A Dataset of Word-Complexity Judgements from Deaf and Hard-of-Hearing Adults for Text Simplification
This dataset contains word-complexity judgements from Deaf and Hard-of-Hearing adults for a lexicon of 15,000 words.
For more details about the dataset, take a look at our paper: link coming soon.
This repository contains two files for the dataset:
- General Lexicon DHH Annotations: each line contains a word in the lexicon, its individual ratings from 11 DHH annotators, and the average ratings among the 11 DHH annotators. Each rating is based on a scale from 1 to 6. -1 indicates that the annotator did not rate the word.
- General Lexicon Linguistic Characteristics: each line contains the value for the linguistic features computed for each word, as explained in the paper.
Note that the files are in TSV format (separated by tabs).

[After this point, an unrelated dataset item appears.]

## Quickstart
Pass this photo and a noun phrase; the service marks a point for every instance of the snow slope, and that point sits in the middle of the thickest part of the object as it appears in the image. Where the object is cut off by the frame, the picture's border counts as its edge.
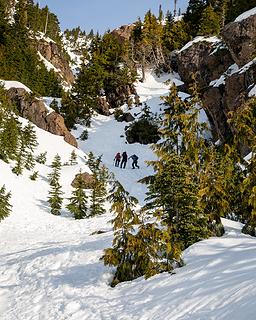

If you use this dataset, please cite our paper:
@InProceedings{Alonzo-TSAR-2022,
author = "Alonzo, Oliver and Lee, Sooyoen and Maddela, Mounica and Xu, Wei and Huenerfauth, Matt",
title = "A Dataset of Word-Complexity Judgements from Deaf and Hard-of-Hearing Adults for Text Simplification",
booktitle = "Workshop on Text Simplification, Accessibility, and Readability (TSAR-2022) at EMNLP 2022",
year = "2022",
}